I don’t know one non-profit that couldn’t use more net revenue. Yet, in hundreds of thousands of organizations, potential net revenue sits in databases and never gets realized. Yes, it’s sitting there from donors waiting to be asked for it, yet you do nothing about it.
Over the last few months our Director of Planned Giving Services, Robert Shafis has done an analysis on the databases of 17 non-profits of all various sizes. He called me this week and said, “Jeff, you need to write about what I’m finding, because it’s heartbreaking yet exciting news!”
Here is what he’s found:
After reviewing the data of these 17 non-profits and scouring over 140,000 individual records, he found buried in there over 1,800 yet-to-be discovered bequests with a value between $72 million to $127 million dollars.
Better yet, there were over 3,400 individuals ready to be assigned to frontline Planned Giving Officers’ portfolios for cultivation and solicitation, whose gifts should be worth between $123 million and $215 million – AND another 17,000 donors who were well-positioned to be further qualified and ultimately transferred to a PGO portfolio.
Again, these are qualified donors waiting to be IN a portfolio, but they’re just sitting there!

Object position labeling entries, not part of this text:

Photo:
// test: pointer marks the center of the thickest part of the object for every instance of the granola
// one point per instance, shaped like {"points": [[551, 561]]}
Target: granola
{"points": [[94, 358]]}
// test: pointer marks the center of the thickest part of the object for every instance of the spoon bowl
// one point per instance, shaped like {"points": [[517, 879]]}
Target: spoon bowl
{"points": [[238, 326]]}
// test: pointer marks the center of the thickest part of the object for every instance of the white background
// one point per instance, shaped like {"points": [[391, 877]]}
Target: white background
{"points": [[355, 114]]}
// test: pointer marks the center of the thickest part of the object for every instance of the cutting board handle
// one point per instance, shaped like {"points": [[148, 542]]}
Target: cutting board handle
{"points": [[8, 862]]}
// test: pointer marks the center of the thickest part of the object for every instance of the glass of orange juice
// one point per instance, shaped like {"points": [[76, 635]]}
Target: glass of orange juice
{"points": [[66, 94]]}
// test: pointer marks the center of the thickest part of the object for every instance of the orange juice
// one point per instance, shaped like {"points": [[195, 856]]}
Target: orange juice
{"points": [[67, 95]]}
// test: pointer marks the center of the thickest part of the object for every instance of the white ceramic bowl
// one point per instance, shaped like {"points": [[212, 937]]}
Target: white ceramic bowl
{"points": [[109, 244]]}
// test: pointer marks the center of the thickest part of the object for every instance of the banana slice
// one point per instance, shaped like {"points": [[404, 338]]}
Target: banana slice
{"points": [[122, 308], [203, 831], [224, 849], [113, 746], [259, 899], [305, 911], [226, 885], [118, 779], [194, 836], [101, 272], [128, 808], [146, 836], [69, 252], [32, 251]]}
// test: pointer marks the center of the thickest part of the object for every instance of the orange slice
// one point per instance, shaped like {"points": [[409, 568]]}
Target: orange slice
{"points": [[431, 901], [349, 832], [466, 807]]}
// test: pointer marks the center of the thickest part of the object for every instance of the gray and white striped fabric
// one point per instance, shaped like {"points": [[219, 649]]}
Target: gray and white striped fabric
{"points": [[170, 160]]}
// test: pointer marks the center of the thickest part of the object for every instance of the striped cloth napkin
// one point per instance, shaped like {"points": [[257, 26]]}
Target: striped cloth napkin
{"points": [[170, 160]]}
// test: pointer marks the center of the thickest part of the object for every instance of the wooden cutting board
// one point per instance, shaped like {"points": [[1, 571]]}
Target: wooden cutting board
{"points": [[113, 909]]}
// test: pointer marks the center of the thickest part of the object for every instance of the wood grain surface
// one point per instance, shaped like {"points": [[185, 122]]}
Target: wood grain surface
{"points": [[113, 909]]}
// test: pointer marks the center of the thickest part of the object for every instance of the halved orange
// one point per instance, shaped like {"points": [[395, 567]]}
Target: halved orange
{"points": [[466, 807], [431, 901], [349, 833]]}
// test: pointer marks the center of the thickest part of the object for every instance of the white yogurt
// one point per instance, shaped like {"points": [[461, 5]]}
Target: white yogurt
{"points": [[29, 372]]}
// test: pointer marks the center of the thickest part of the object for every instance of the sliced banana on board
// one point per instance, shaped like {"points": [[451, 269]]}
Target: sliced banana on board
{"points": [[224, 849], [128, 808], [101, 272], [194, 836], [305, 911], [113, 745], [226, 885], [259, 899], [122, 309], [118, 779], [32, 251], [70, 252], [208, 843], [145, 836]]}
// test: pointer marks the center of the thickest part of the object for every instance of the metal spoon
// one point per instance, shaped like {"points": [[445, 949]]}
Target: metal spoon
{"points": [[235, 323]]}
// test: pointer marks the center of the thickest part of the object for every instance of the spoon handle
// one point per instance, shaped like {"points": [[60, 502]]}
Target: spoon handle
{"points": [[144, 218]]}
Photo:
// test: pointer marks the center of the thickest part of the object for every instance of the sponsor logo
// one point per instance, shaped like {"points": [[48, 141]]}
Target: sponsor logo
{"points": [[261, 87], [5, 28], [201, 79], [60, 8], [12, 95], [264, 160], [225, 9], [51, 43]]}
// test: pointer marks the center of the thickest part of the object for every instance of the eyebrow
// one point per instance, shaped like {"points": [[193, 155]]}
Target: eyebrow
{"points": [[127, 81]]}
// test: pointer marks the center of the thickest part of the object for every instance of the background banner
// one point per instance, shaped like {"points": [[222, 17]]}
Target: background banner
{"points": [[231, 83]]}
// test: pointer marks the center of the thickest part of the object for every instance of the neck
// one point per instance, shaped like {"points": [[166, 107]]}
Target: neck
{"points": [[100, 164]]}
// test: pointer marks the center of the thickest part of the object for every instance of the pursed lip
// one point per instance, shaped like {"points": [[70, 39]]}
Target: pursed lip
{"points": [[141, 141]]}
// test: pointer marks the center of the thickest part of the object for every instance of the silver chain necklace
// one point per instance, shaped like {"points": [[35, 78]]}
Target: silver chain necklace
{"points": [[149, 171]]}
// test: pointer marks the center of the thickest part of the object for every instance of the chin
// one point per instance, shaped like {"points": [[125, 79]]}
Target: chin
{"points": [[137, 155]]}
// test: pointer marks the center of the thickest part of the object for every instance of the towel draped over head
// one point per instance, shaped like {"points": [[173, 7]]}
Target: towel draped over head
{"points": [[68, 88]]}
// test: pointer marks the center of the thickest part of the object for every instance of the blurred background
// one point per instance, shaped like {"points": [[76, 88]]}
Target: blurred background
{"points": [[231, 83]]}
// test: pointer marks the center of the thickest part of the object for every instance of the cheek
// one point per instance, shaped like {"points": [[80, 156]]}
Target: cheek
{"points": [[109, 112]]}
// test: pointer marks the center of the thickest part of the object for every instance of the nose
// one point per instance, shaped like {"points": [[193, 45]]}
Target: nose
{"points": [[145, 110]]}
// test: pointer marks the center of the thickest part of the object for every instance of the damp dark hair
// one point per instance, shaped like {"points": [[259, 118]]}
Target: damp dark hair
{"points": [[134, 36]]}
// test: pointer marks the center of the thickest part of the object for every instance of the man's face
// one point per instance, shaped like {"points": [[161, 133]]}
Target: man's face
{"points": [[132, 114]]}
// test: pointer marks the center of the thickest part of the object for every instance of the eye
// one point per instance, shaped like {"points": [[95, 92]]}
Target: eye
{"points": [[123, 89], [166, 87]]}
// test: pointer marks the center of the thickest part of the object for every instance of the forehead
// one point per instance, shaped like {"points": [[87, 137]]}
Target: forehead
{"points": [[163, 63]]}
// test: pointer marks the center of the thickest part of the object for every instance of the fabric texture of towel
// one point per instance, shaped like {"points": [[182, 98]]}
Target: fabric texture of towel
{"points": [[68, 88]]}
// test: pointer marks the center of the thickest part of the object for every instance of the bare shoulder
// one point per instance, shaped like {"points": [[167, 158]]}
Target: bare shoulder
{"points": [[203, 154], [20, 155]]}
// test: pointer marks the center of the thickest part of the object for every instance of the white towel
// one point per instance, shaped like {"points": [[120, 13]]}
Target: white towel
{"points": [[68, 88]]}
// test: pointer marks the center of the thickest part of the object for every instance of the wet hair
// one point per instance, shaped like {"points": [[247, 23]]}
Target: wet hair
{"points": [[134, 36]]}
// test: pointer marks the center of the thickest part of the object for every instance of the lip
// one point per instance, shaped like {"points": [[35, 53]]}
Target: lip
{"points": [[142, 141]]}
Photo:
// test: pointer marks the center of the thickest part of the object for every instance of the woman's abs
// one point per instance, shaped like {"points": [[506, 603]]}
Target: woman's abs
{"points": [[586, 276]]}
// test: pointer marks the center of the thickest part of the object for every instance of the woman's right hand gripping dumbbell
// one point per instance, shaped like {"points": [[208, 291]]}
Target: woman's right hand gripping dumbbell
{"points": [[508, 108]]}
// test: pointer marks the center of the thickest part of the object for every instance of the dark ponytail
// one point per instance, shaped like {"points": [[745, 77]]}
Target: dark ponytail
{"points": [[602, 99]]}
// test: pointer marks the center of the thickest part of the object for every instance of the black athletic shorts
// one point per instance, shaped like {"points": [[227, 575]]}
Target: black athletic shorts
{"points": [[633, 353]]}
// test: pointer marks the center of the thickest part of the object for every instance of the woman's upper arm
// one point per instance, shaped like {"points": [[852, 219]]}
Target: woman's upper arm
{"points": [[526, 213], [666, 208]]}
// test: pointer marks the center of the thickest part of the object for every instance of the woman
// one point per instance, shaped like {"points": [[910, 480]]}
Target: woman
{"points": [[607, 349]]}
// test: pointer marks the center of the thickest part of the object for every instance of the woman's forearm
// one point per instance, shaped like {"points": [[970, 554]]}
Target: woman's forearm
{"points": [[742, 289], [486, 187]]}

That’s a ton of unrealized revenue, and that is with just 17 non-profits! This is heartbreaking because non-profit leadership has failed to invest in planned giving, and this money is sitting there from donors who want to give it, but no one is reaching out to them. These are the same leaders that lament that they need more revenue from fundraising to carry out their mission.
But this sad news is also exciting, because the opportunity is there now! You have them in your database, and if you took the time, energy and resources to reach out to them, you could realize a tremendous amount of potential revenue.
Here is further insight that Bob has gathered through his analysis:
Within the data Bob analyzed, the data sets that included wealth ratings did not show that their existing donors were the wealthiest; often the largest segment of existing planned gift donors were persons of average to moderate wealth.
And although most of the existing donors were age 55 or older, age is still much less important than long-term donor (or volunteer) status. In fact, the best indicators for donors that a PGO should work with were: volunteer status, long term giving history, large number of gifts and high values of gifts. Age is mostly helpful in determining which type of gift to work with, with older segments (75+) as good potential Charitable Gift Annuity donors.
Here’s one other sobering fact about bequest donors: bequests that are buried, un-recognized and un-stewarded have as much as a 50% chance of being lost when the donor dies. (Tweet it!) Finding the planned giver and stewarding the relationship with them is a key component to assuring that an organization doesn’t lose the planned gifts people have already made.
My question is this: How long will you let this revenue go unrealized that is sitting in your database before it’s too late?
Various fundraising publications have already reported that the organizations who have a robust planned giving program have been able to weather this pandemic much better than those organizations that don’t.
Believe it or not, it doesn’t take a massive investment into a planned giving program to make it successful, yet many non-profits don’t give it the time of day. Take the opportunity now to invest in planned giving.